OCaml Weekly News

Previous Week Up Next Week

Hello

Here is the latest OCaml Weekly News, for the week of January 19 to 26, 2021.

Table of Contents

How to get pleasant documentation for a library using Dune?

gasche announced

I'm working to publish a small library using Dune. The documentation automatically generated by dune build @doc looks fairly unpleasant to me, as I don't see an easy way to explain what the library is about. I'm creating this topic in case I am missing something simple, and to get other people to share their library-documentation practices or examples.

Problem description

For the sake of the example let's imagine that the library is called Foo and contains three modules A, B and C. I'm using the standard dune approach of wrapped modules, so I get three compilation units Foo.A, Foo.B, Foo.C. Each module has a .mli file with documentation comments.

When I run dune build @doc, dune generates an index.html file with basically no content, pointing to a foo/index.html file with basically no content, pointing to a foo/Foo/index.html looking like this:

Up – foo » Foo

Module Foo

module A : sig ... end

module B : sig ... end

module C : sig ... end

It's easy to skip the first two pages, and use the third page as a landing page for the documentation of my library. However, this landing page is not very pleasant:

  1. It should explain what the library is about.
  2. It should briefly describe what each module does, so that users know which module they want to look at first.

(Point 2 is especially important with "wrapped libraries", where it's not necessarily obvious which of the several modules is the main entry point with the important functions to look at first. In comparison, in a design where the "entry point" is in the Foo module, with Foo.A and Foo.B as more advanced submodules (or Foo_A and Foo_B in the old days) the user is guided to look at Foo first.)

My problem is: what should I change in my Dune setup to be able to do this?

I have read the dune documentation on documentation, but I could not find an answer to this question.

Rough ideas

Roughly I see two ways to get what I want, that I have not tried yet:

  1. I could write my own landing page for the library as a separate doc.mld file, use the (documentation) stanza to get it included in the built documentation, and use this as the entry point into my library.
  2. In could write my own foo.ml module instead of using Dune's default wrapped-module scaffolding, inserting my own module A = Foo__A aliases, with documentation comments in the standard style. Then I suppose that foo/Foo/index.html would get this content in the way I expect.

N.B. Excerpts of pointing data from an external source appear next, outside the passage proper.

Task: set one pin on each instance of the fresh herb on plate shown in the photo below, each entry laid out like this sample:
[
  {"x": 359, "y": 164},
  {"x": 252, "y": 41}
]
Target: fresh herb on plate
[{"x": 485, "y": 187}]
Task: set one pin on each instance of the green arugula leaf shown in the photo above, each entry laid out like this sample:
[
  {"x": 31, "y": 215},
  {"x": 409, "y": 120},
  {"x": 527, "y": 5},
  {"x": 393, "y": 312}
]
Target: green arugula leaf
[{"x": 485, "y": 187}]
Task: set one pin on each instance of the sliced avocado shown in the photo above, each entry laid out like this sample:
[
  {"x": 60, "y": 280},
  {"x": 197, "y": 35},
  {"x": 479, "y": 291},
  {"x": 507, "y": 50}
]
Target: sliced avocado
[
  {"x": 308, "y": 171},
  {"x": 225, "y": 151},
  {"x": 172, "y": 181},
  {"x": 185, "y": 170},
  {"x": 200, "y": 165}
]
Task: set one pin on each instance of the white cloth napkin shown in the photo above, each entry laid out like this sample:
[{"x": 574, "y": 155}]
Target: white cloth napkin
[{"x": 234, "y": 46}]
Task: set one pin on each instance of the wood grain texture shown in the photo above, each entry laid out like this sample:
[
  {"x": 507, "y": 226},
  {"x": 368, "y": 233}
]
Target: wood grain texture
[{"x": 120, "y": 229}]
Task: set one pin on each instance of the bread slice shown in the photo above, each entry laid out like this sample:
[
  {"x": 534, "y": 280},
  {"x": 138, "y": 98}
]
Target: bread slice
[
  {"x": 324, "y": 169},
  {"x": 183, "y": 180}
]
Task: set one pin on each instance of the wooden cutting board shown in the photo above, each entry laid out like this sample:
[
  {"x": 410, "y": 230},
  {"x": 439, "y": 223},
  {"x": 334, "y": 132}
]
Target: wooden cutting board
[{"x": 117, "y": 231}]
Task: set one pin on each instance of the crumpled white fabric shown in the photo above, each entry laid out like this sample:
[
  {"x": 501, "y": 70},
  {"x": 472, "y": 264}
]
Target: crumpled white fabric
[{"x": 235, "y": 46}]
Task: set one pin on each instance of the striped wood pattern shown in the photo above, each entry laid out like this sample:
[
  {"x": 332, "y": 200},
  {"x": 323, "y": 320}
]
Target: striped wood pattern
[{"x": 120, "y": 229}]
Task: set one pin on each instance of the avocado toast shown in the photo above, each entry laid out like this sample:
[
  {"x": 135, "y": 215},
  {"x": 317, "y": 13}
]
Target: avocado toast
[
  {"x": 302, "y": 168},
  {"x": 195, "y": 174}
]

They feel a bit complex to me, and (2) involves the tedious work of redoing the wrapping logic myself. I guess that (1) is not so bad, and I would be inclined to do this if it was documented somewhere as the recommended approach.

(Maybe there is some odoc option that would help solve this problem?)

Examples from other people?

Do you have a library built using dune with nice documentation? If so, can you show the documentation and the corresponding sources (in particular dune setup)?

Thibaut Mattio replied

I think the documentation of Streaming is a great example of the option 1 you describe.

The corresponding Dune setup can be found here

That's also the approach we took for Opium's documentation, although the index page is certainly not as impressive as Streaming's.

gasche then said

Thanks! It looks like these systems rely on an undocumented feature of the (documentation) stanza (or odoc), which is that a user-provided index.mld file will implicitly replace the automatically-generated index.mld file, giving a reasonably natural result.

The opium documentation also uses the {!modules: modulename ...} markup directive, which is a way to include the module index within this manually-written landing page without having to duplicate the markup. Streaming¹ uses inline html instead to get a nicer-looking result, but it is too much effort. Maybe there is a better way, or the tools could be improved to make this easier.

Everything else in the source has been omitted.